I have Kuberenetes cluster hosted in Google Cloud.
I deployed my deployment and added an hpa
rule for scaling.
kubectl autoscale deployment MY_DEP --max 10 --min 6 --cpu-percent 60
waiting a minute and run kubectl get hpa
command to verify my scale rule - As expected, I have 6 pods running (according to min parameter).
$ kubectl get hpa
NAME REFERENCE TARGETS MINPODS MAXPODS REPLICAS AGE
MY_DEP Deployment/MY_DEP <unknown>/60% 6 10 6 1m
Now, I want to change the min parameter:
kubectl patch hpa MY_DEP -p '{"spec":{"minReplicas": 1}}'
Wait for 30 minutes and run the command:
$ kubectl get hpa
NAME REFERENCE TARGETS MINPODS MAXPODS REPLICAS AGE
MY_DEP Deployment/MY_DEP <unknown>/60% 1 10 6 30m
expected replicas: 1, actual replicas: 6
More information:
replicas
parameter has not changed.If I changed the MINPODS
parameter to "1" - why I still have 6 pods? How to make Kubernetes to actually change the min
pods in my deployment?
If I changed the MINPODS parameter to "1" - why I still have 6 pods?
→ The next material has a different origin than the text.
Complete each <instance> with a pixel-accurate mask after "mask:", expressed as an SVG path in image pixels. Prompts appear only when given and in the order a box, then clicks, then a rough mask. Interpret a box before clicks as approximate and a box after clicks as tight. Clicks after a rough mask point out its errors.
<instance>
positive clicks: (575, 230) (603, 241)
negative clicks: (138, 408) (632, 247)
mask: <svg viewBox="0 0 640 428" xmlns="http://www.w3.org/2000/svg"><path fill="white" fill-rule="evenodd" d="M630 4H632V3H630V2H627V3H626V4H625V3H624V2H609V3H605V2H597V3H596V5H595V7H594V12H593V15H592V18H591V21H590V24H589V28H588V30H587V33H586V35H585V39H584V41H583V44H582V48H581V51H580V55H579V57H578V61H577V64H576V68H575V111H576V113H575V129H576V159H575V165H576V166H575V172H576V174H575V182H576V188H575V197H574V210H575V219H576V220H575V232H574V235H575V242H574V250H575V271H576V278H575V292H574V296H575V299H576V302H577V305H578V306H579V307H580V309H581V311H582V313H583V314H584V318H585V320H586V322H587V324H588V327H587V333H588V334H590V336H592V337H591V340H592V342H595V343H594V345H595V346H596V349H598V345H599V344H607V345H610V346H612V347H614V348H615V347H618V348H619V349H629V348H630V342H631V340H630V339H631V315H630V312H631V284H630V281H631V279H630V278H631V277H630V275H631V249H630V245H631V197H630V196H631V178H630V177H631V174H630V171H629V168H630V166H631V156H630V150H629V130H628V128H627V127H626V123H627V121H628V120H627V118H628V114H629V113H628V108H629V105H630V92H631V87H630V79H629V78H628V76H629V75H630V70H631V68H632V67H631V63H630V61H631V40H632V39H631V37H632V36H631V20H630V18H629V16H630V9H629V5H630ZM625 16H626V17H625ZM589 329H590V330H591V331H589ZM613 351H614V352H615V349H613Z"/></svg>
I believe the answer is because of the <unknown>/60%
present in the output. The fine manual states:
Please note that if some of the pod's containers do not have the relevant resource request set, CPU utilization for the pod will not be defined and the autoscaler will not take any action for that metric
and one can see an example of 0% / 50%
in the walkthrough page. Thus, I would believe that since kubernetes cannot prove what percentage of CPU is being consumed -- neither above nor below the target -- it takes no action for fear of making whatever the situation is worse.
As for why there is a <unknown>
, I would hazard a guess it's the dreaded heapster-to-metrics-server cutover that might be obfuscating that information from the kubernetes API. Regrettably, I don't have first-hand experience testing that theory, in order to offer you concrete steps beyond "see if your cluster is collecting metrics in a place that kubernetes can see them."